Sir James Clerk Ross

James Clark Ross (1800-1862) joined the Navy aged 12 and gained his first polar experience with his uncle, John Ross, on his 1819 search for the North West Passage from the Atlantic to the Pacific.

After surveying with his uncle in 1819, James Clark Ross took three further Arctic voyages between 1820-25. He carried out surveys, took meteorological and other observations and collected and recorded the animal, bird, marine and plant life. He discovered a new species of gull which now bears his name. 

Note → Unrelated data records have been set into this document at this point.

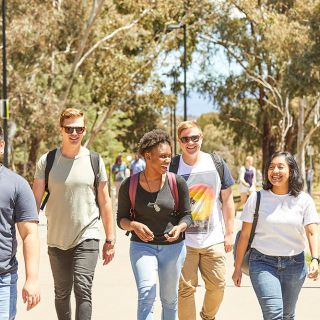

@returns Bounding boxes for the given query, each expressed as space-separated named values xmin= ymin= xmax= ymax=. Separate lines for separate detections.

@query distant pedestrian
xmin=130 ymin=153 xmax=146 ymax=175
xmin=117 ymin=130 xmax=191 ymax=320
xmin=306 ymin=166 xmax=314 ymax=195
xmin=232 ymin=152 xmax=319 ymax=320
xmin=237 ymin=156 xmax=257 ymax=208
xmin=0 ymin=127 xmax=40 ymax=320
xmin=111 ymin=154 xmax=127 ymax=195
xmin=33 ymin=108 xmax=115 ymax=320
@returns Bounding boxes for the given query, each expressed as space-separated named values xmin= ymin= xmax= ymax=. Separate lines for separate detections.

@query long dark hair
xmin=262 ymin=151 xmax=303 ymax=197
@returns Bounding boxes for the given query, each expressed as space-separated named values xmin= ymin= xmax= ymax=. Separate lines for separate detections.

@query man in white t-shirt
xmin=170 ymin=121 xmax=234 ymax=320
xmin=33 ymin=108 xmax=115 ymax=320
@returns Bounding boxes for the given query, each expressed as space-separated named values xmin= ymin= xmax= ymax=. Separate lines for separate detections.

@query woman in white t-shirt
xmin=232 ymin=152 xmax=319 ymax=320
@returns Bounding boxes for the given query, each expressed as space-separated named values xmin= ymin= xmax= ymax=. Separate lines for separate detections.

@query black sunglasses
xmin=180 ymin=135 xmax=201 ymax=143
xmin=63 ymin=127 xmax=85 ymax=134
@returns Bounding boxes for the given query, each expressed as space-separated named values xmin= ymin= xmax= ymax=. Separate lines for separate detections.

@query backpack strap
xmin=210 ymin=152 xmax=224 ymax=182
xmin=167 ymin=172 xmax=179 ymax=212
xmin=129 ymin=172 xmax=139 ymax=220
xmin=90 ymin=150 xmax=101 ymax=219
xmin=90 ymin=150 xmax=100 ymax=204
xmin=40 ymin=149 xmax=57 ymax=210
xmin=169 ymin=154 xmax=181 ymax=174
xmin=126 ymin=172 xmax=140 ymax=236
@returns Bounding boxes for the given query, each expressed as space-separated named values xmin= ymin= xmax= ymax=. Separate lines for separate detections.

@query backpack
xmin=40 ymin=149 xmax=100 ymax=212
xmin=169 ymin=152 xmax=224 ymax=198
xmin=126 ymin=172 xmax=179 ymax=235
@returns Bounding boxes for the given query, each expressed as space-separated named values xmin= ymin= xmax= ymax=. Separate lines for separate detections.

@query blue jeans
xmin=249 ymin=249 xmax=307 ymax=320
xmin=48 ymin=239 xmax=99 ymax=320
xmin=0 ymin=273 xmax=18 ymax=320
xmin=130 ymin=241 xmax=186 ymax=320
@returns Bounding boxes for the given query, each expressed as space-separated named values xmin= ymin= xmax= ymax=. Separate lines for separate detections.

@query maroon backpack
xmin=129 ymin=172 xmax=179 ymax=220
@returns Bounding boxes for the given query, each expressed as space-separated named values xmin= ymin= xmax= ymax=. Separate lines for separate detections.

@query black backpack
xmin=169 ymin=152 xmax=224 ymax=202
xmin=40 ymin=149 xmax=100 ymax=210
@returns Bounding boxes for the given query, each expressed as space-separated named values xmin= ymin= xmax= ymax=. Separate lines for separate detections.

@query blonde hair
xmin=60 ymin=108 xmax=83 ymax=127
xmin=177 ymin=120 xmax=202 ymax=138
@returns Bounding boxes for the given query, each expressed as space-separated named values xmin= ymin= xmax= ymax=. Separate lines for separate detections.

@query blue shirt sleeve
xmin=14 ymin=177 xmax=39 ymax=222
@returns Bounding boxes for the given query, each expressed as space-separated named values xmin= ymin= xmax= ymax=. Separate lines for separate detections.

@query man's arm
xmin=98 ymin=181 xmax=115 ymax=265
xmin=221 ymin=187 xmax=235 ymax=252
xmin=32 ymin=179 xmax=45 ymax=212
xmin=17 ymin=221 xmax=40 ymax=310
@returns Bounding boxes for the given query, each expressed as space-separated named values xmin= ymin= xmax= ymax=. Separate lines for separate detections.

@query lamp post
xmin=167 ymin=23 xmax=188 ymax=121
xmin=2 ymin=0 xmax=9 ymax=167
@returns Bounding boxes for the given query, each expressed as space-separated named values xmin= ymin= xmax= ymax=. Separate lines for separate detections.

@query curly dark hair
xmin=262 ymin=151 xmax=303 ymax=197
xmin=138 ymin=129 xmax=172 ymax=156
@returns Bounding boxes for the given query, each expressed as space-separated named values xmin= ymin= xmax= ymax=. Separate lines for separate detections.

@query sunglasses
xmin=180 ymin=135 xmax=201 ymax=143
xmin=63 ymin=127 xmax=85 ymax=134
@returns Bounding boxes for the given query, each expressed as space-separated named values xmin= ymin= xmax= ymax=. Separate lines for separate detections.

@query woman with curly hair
xmin=117 ymin=129 xmax=191 ymax=320
xmin=232 ymin=152 xmax=319 ymax=320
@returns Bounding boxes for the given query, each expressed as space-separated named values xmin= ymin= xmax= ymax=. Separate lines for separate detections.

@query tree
xmin=192 ymin=0 xmax=319 ymax=171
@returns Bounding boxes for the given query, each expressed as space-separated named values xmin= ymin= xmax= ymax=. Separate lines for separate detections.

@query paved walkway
xmin=16 ymin=211 xmax=320 ymax=320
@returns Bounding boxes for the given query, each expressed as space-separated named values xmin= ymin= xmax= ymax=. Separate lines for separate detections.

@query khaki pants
xmin=178 ymin=243 xmax=226 ymax=320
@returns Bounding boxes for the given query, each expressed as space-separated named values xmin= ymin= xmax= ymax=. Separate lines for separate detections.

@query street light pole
xmin=167 ymin=23 xmax=188 ymax=121
xmin=2 ymin=0 xmax=9 ymax=167
xmin=183 ymin=24 xmax=188 ymax=121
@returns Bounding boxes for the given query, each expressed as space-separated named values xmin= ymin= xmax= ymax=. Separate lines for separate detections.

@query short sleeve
xmin=34 ymin=153 xmax=48 ymax=180
xmin=303 ymin=194 xmax=320 ymax=226
xmin=221 ymin=160 xmax=234 ymax=190
xmin=99 ymin=155 xmax=108 ymax=182
xmin=240 ymin=192 xmax=257 ymax=223
xmin=176 ymin=175 xmax=192 ymax=226
xmin=14 ymin=177 xmax=39 ymax=222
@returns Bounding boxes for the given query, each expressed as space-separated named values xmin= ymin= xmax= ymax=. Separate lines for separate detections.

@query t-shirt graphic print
xmin=184 ymin=171 xmax=217 ymax=234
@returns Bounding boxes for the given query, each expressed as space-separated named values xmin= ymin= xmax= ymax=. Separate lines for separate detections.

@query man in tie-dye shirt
xmin=170 ymin=121 xmax=234 ymax=320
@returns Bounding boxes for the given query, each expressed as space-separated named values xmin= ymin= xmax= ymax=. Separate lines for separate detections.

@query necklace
xmin=143 ymin=171 xmax=161 ymax=212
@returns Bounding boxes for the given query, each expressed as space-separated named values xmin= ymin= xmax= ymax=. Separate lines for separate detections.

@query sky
xmin=157 ymin=40 xmax=237 ymax=117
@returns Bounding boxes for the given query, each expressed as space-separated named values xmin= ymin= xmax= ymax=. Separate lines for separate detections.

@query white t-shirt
xmin=177 ymin=152 xmax=224 ymax=248
xmin=241 ymin=190 xmax=320 ymax=256
xmin=35 ymin=147 xmax=107 ymax=250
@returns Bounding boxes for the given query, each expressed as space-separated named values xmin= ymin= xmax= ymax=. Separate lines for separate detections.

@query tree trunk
xmin=25 ymin=135 xmax=41 ymax=183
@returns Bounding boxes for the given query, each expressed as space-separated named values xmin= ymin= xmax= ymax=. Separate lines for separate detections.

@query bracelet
xmin=105 ymin=239 xmax=116 ymax=246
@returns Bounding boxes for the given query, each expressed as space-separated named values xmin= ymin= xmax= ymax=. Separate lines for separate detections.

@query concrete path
xmin=16 ymin=211 xmax=320 ymax=320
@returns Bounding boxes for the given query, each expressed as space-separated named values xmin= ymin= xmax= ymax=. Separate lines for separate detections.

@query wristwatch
xmin=106 ymin=239 xmax=116 ymax=246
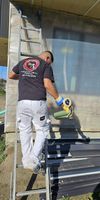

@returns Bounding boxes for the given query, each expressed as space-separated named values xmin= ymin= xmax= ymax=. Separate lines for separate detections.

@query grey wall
xmin=5 ymin=4 xmax=100 ymax=144
xmin=0 ymin=0 xmax=9 ymax=37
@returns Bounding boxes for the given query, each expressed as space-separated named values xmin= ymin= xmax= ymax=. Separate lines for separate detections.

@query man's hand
xmin=56 ymin=96 xmax=73 ymax=118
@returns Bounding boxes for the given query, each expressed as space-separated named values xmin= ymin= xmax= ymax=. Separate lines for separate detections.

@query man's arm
xmin=44 ymin=78 xmax=59 ymax=99
xmin=8 ymin=71 xmax=19 ymax=80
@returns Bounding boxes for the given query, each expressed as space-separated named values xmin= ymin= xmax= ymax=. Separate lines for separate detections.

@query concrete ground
xmin=0 ymin=142 xmax=45 ymax=200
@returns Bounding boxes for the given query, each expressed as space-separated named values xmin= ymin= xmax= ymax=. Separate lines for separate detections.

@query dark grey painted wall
xmin=0 ymin=0 xmax=9 ymax=37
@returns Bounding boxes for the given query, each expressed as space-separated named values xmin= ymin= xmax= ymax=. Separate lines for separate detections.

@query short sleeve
xmin=44 ymin=65 xmax=55 ymax=82
xmin=12 ymin=61 xmax=22 ymax=74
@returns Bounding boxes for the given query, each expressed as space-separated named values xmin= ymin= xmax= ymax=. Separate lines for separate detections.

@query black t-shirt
xmin=13 ymin=56 xmax=54 ymax=101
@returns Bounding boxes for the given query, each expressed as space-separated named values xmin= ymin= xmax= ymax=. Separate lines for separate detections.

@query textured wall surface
xmin=5 ymin=4 xmax=100 ymax=144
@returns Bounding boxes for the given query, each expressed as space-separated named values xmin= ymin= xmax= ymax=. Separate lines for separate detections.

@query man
xmin=9 ymin=51 xmax=72 ymax=173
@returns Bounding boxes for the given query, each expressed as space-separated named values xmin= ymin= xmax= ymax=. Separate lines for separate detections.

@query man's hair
xmin=45 ymin=51 xmax=54 ymax=62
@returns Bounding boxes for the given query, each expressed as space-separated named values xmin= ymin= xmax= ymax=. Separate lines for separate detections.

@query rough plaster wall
xmin=5 ymin=4 xmax=100 ymax=144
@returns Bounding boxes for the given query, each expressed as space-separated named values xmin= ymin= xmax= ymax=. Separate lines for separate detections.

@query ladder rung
xmin=21 ymin=39 xmax=41 ymax=44
xmin=16 ymin=188 xmax=46 ymax=197
xmin=16 ymin=160 xmax=45 ymax=168
xmin=21 ymin=26 xmax=41 ymax=32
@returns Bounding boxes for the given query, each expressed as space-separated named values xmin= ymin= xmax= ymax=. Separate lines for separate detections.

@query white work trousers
xmin=17 ymin=100 xmax=50 ymax=167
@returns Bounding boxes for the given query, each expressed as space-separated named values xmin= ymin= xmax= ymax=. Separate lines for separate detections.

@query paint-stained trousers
xmin=17 ymin=100 xmax=50 ymax=168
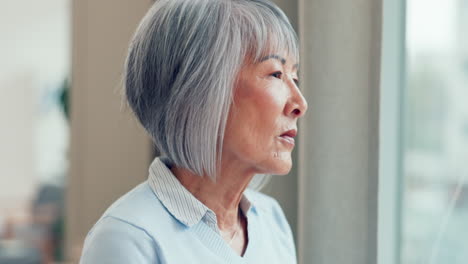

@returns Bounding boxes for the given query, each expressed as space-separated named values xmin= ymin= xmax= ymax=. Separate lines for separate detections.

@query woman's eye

In 1827 he and William Parry, John Ross's second in command, reached further north than any previous expedition in an attempt to reach the North Pole by sledge. The record stood for over 50 years. He rejoined his uncle for a privately funded 1829-34 expedition and during this voyage he led the first team to reach the magnetic North Pole. After this he was appointed to conduct the first systematic magnetic survey of the British Isles. 

During John Ross's 1829-1834 voyage, James Clark covered some 500 miles in sledge journeys, successfully reaching the magnetic North Pole on 1st June 1831. He also developed a better diet based on that of the natives. This undoubtedly contributed to their remarkable record of survival for over four years. 

When the Admiralty decided on an Antarctic expedition, he was chosen to command it. He set out in 1839 in Erebus and Terror, two bomb ketches. Unlike the earlier whalers, these ships were small, heavy and shallow draughted. Ross sailed further south than any previous voyage, and came within 160 miles of the magnetic South Pole. He charted large areas of coast and brought back masses of scientific data and specimens. As a minor activity he undertook a survey of part of the Falkland Islands and laid out Port Stanley. 

He settled down to shore life on his return in 1843, but made one further voyage to the Arctic in 1848, a fruitless search for Sir John Franklin. He was made a Rear-Admiral in 1856 and died in 1862.